The police response was to deny the charge and accuse the ANC of using tragedies for political gain.

An almost identical version of events, to which the police have responded in much the same way, has been provided this week by survivors of the massacre on 17 June in Boipatong, which is 60 miles south of Ivory Park.

The whole truth of what happened in Ivory Park will probably never be made known. The truth of what happened in Boipatong, where 41 died, may. Seven witnesses have testified so far before a judicial commission of inquiry headed by Justice Richard Goldstone that the police assisted in the massacre.

By far the most compelling of the seven has been Ntietsa Moster Xaba, a 21-year-old black municipal policeman who appeared on Wednesday and Thursday.

Either he has been seized by what one sceptical South African journalist described as 'the generalised mass hysteria' - a collective fantasy phenomenon which some say has now spread to Ivory Park - or he has provided the most credible and damning evidence against the police to date.

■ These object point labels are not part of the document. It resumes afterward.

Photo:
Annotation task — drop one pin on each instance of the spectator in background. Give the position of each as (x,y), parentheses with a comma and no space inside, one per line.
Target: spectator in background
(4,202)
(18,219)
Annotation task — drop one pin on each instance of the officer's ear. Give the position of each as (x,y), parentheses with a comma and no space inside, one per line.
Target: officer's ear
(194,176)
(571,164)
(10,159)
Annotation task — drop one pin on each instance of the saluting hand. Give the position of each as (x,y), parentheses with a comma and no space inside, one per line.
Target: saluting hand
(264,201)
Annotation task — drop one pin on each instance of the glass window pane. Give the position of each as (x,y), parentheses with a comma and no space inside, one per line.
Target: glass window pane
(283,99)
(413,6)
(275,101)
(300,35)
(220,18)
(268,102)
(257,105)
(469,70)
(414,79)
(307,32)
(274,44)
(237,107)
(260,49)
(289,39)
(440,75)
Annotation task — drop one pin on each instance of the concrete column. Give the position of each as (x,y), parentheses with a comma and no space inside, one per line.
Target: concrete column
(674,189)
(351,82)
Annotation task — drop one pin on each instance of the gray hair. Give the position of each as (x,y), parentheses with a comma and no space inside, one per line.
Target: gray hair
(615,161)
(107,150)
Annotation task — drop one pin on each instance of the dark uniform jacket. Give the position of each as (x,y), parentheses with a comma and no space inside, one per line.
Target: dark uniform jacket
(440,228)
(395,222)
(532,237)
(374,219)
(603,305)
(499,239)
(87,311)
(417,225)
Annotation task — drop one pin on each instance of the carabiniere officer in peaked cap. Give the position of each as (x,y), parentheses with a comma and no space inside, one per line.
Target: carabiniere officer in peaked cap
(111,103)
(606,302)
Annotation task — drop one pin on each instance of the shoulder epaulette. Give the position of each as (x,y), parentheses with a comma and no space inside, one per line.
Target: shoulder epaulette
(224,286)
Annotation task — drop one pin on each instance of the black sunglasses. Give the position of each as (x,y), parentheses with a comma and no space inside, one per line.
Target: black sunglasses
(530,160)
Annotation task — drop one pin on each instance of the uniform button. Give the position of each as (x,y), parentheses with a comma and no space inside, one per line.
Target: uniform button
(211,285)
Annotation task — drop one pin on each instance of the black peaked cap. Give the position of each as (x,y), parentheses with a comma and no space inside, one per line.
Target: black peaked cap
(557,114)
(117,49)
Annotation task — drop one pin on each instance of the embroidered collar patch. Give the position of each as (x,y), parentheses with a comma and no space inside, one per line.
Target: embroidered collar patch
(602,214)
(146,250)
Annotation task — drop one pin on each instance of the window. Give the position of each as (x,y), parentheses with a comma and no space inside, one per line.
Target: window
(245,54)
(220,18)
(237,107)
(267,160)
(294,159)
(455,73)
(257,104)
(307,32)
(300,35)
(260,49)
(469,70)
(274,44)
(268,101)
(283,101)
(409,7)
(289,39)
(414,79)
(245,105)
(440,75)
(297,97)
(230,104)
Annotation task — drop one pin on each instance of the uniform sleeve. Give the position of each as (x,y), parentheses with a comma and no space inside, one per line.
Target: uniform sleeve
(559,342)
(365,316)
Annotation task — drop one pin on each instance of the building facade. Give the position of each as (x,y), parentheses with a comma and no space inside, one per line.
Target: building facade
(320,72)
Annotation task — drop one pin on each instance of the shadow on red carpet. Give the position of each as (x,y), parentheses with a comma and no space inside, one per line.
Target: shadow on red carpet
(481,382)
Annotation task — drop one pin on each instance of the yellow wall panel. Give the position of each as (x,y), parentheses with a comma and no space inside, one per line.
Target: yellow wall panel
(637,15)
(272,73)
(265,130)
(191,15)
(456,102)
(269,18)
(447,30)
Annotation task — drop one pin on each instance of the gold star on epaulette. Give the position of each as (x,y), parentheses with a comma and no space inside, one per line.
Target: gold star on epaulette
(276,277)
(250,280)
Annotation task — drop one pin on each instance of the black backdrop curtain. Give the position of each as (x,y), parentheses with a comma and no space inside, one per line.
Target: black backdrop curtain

Constable Xaba, who lives in Boipatong, said he was woken up by gunshots at about 11pm on the night of the massacre. He went outside, he said, and saw four Casspir armoured personnel-carriers and more than 50 armed men wearing headbands. 'I saw two people wearing headbands walking ahead of one Casspir carrying guns. They were shouting 'This is our day]' in Zulu. The Casspir was not chasing them.'

Early the next morning he and eight other Boipatong-based policemen gathered on a street corner to discuss the previous night's events. 'Suddenly a red 'kombi' van appeared. Inside it were young men with guns. 'Here are the police]' they shouted. Then they jumped out and came after us. We fled in all directions.'

He went home where he met his elder brother, who is also a policeman. He said the ANC 'comrades' had burnt down his house. 'I thought: I have to leave the township.' He went home, gathered his things and, on his way out, a group of 'comrades' surrounded him and asked for his gun. 'I said, 'If I had a gun I'd shoot you'.' Then, somehow, he fled to neighbouring Sebokeng.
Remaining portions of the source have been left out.